There are several limitations in this study that have to be addressed. The high percentage of African American patients in the study population in contrast to other cohorts may weaken the generalisability of our findings in other cohorts. Due to strict definitions of disease activity patterns, the size of pLQ and pCA groups is small. It is possible that we have underestimated pLQ group by excluding cases of low disease activity which did not fulfil the definitions. Considering the possibility that patients on remission may have skipped follow-up, pLQ may have been additionally underestimated. We also acknowledge that the level of disease activity for each patient at the time of inclusion in the cohort was a determinant of the disease activity pattern during the 3-year period. In that way, patients who entered the cohort with active disease did by definition not enter the pLQ group; if they manage to show disease inactivity during the first 3 years, they would enter the relapsing remitting or mixed group. Along with the fact that disease activity patterns in our study were defined more than a decade before DORIS criteria of remission, we cannot claim that we analysed the possibility of remission throughout the disease course. However, we conducted a further analysis in the pLQ group by applying DORIS definitions of remission in this population; more than half of the pLQ group fulfilled the criteria of remission either on or off therapy. Moreover, we acknowledge that we evaluated an early period in the disease course of each patient but we did not capture the period directly following the onset of SLE in the majority of patients (median disease duration: 2 years). In that way, we have not analysed disease activity at the point where patients were naïve to treatment. Important to be mentioned is, however, that median disease duration did not differ among patterns. Thus, the development of discrete disease activity patterns cannot be attributed to different disease duration.

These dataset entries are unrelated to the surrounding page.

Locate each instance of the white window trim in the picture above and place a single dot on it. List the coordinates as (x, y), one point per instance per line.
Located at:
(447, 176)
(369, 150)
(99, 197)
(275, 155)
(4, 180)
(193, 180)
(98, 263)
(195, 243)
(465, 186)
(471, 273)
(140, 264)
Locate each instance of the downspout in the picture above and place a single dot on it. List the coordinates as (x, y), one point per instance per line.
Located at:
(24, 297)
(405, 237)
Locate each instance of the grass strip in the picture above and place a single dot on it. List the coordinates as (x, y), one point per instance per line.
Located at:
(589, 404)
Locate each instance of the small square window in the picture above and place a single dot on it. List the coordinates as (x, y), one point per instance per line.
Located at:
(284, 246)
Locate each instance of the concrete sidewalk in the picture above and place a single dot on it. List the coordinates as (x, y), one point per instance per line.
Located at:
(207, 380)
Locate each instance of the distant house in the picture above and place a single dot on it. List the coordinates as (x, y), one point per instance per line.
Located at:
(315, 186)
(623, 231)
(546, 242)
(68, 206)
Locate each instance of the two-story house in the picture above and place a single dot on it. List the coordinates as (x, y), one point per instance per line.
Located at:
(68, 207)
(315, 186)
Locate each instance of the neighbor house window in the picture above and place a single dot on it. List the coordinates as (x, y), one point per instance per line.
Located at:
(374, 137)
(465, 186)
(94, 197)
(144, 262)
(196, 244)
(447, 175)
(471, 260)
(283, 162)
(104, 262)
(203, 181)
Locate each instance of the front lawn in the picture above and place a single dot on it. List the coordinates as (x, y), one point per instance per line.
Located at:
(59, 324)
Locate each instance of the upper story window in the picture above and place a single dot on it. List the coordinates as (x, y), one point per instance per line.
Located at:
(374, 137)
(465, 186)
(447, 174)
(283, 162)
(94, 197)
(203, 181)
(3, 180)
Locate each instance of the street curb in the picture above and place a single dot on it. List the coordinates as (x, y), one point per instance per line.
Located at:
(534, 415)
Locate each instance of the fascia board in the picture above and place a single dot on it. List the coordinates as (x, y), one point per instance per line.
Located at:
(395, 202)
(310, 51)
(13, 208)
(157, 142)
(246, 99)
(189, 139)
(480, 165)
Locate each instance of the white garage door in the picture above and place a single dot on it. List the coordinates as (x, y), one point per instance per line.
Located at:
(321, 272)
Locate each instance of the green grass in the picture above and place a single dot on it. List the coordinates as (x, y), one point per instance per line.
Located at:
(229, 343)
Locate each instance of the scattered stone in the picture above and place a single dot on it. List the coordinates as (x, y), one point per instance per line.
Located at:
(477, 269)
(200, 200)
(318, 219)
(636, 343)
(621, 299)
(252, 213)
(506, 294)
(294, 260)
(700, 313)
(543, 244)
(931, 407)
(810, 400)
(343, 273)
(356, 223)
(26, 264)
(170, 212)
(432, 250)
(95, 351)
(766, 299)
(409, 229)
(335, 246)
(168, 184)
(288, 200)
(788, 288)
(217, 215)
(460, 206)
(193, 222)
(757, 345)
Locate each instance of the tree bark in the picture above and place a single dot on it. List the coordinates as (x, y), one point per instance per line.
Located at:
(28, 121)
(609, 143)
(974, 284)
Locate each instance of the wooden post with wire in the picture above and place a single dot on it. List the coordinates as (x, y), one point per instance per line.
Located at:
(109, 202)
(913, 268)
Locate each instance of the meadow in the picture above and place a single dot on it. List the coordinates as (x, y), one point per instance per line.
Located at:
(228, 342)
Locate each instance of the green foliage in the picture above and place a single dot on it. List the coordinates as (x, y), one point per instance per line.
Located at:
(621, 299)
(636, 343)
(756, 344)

Overall, this study provides insight into the outline of disease course over an early stage by identifying ethnicity, education, disease activity at baseline and treatment as determinants of specific disease activity patterns. Additional action is prompted, early in the course of SLE, in the management of African American patients as well as patients with high SLEDAI score as they are prone to persistent disease activity. This analysis supports the use of hydroxychloroquine early in the course of the disease and abstention from smoking in order to increase the likelihood of disease inactivity in SLE.
Contributors All authors contributed to the conception and design of the study, the analysis and interpretation of the data and the manuscript preparation. IG drafted the manuscript.
Funding The Hopkins Lupus Cohort is funded by National Institutes of health (NIH), AR 043727 and AR 069572.
Competing interests IG, LSM, NG, MAP: None declared. KC: Not relevant with the study. RvV: Research Support and Grants: AbbVie, BMS, GSK, Pfizer, UCB Consultancy, honoraria: AbbVie, AstraZeneca, Biotest, BMS, Celgene, GSK, Janssen, Lilly, Novartis, Pfizer, UCB.
Patient consent Obtained.
Ethics approval The Hopkins Lupus Cohort is approved by the Johns Hopkins University School of Medicine Institutional Review Board.
Provenance and peer review Not commissioned; externally peer reviewed.
Data sharing statement No additional data are available.